In this handout we will see how to obtain information about the relationships between spatial layers using R. You have already tried this in QGIS. The information will be the same regardless of the softweare used. The advantage of conducting this step in R is that there is no need for intermediate files. The data obtained is immediately available for statistical analysis using the tools that you have already seen.
Although GIS work does have a strong visual component, i.e. making maps, looking at maps and presenting maps to the audience for your analysis, a lot of GIS work does not produce new maps. When running some forms of spatial analysis it can be helpful to quickly visualise the results in order to check that they are as expected (this can be done easily using mapview). However much of the time all that happens is that new data representing the relationships between objects is added to the data you already have. These results are then analysed in a non spatial manner.
knitr::opts_chunk$set(echo = TRUE, message=FALSE, warning = FALSE,echo = TRUE)
library(tidyverse)
library(mapview)
library(sf)
library(tmap)
library(RColorBrewer)
library(elevatr)
library(raster)
library(units)
library(leaflet.extras)
birds<- st_read("Bird-data-v1.shp")
## Reading layer `Bird-data-v1' from data source
## `/home/rstudio/webpages/books/Bird_mapping_assignment/Bird-data-v1.shp'
## using driver `ESRI Shapefile'
## Simple feature collection with 16732 features and 1 field
## Geometry type: POINT
## Dimension: XY
## Bounding box: xmin: 378500 ymin: 75500.02 xmax: 435500 ymax: 113000.1
## Projected CRS: OSGB 1936 / British National Grid
habitat<-st_read("Land-cover-data-v1.shp")
## Reading layer `Land-cover-data-v1' from data source
## `/home/rstudio/webpages/books/Bird_mapping_assignment/Land-cover-data-v1.shp'
## using driver `ESRI Shapefile'
## Simple feature collection with 9 features and 1 field
## Geometry type: MULTIPOLYGON
## Dimension: XY
## Bounding box: xmin: 378387 ymin: 75197.4 xmax: 435753 ymax: 113266
## Projected CRS: OSGB 1936 / British National Grid
Note that we may as well use a very low resolution DEM here as the bird data is spaced 1km apart.
dem<-elevatr::get_elev_raster(birds, z=6)
We could use the coastline layer in the data folder. However this is very detailed and there is no real need to find very precise measurements given the scale of the bird data. So I will take a general map of the outline of the UK and use that. It needs to be cast to a linestring and projected to British National Grid.
library(rnaturalearth)
coast<-st_as_sf(rnaturalearthhires::countries10)

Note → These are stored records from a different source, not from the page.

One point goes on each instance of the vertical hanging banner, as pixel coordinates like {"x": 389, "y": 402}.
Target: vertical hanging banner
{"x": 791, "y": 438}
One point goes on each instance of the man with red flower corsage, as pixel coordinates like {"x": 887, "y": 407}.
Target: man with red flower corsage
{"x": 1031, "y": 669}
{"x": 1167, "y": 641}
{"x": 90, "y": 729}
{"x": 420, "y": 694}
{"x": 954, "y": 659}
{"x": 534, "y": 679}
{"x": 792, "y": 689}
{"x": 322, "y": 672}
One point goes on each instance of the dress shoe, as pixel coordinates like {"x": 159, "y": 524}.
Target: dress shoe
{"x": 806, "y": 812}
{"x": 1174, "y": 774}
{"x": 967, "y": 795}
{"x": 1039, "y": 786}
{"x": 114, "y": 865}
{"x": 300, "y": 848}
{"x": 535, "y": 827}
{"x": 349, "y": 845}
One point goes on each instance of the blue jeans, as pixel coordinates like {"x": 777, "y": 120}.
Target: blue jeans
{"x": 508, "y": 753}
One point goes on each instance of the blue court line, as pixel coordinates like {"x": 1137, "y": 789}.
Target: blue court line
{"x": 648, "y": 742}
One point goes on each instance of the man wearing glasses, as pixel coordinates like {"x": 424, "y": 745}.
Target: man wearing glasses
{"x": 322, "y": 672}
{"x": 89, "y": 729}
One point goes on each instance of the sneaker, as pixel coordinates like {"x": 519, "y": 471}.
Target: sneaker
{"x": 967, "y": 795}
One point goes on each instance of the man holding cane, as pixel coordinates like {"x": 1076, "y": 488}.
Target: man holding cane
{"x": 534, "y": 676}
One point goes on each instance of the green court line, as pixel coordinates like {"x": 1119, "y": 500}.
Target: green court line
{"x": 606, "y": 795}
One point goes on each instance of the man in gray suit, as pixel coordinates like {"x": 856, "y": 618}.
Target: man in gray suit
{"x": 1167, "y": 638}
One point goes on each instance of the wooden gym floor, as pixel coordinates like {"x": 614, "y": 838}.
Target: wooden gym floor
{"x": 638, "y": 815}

filter(coast, NAME=="United Kingdom") -> coast
coast <- st_cast(coast,"MULTILINESTRING")
coast<-st_transform(coast,27700)
So now we want to know some relationships between these spatial layers and the bird layer. This requires some simple GIS operations.
The dem is a raster layer so the operation involves extracting the elevation at each of the bird observation points.
birds$elevation<-raster::extract(dem,birds)
Finding the distance to the coastline is also easy. We just ask R for the distances between the two Geometries. The only detail to be aware of is that the results are given using a format for units. This is good while more calculations are being done as it keeps precision of the calculations. However in our case its best to drop the units and round the results.
library(units)
birds$coast<-st_distance(birds, coast)
## Drop the units class and convert to km
birds$coast<-round(drop_units(birds$coast/1000),1)
This is also a simple task in R. The st_join operation joins the two tables based on intersecting geometries.
birds %>% st_join(habitat) -> birds
Once we have the information we can drop the geometries and we are left with a simple long data frame
birds %>% st_drop_geometry() -> btable
To see what the btable looks like we can do this.
aqm::dt(btable)
This a simple “data wrangling” task in R when you know how to use dplyr (which you don’t yet)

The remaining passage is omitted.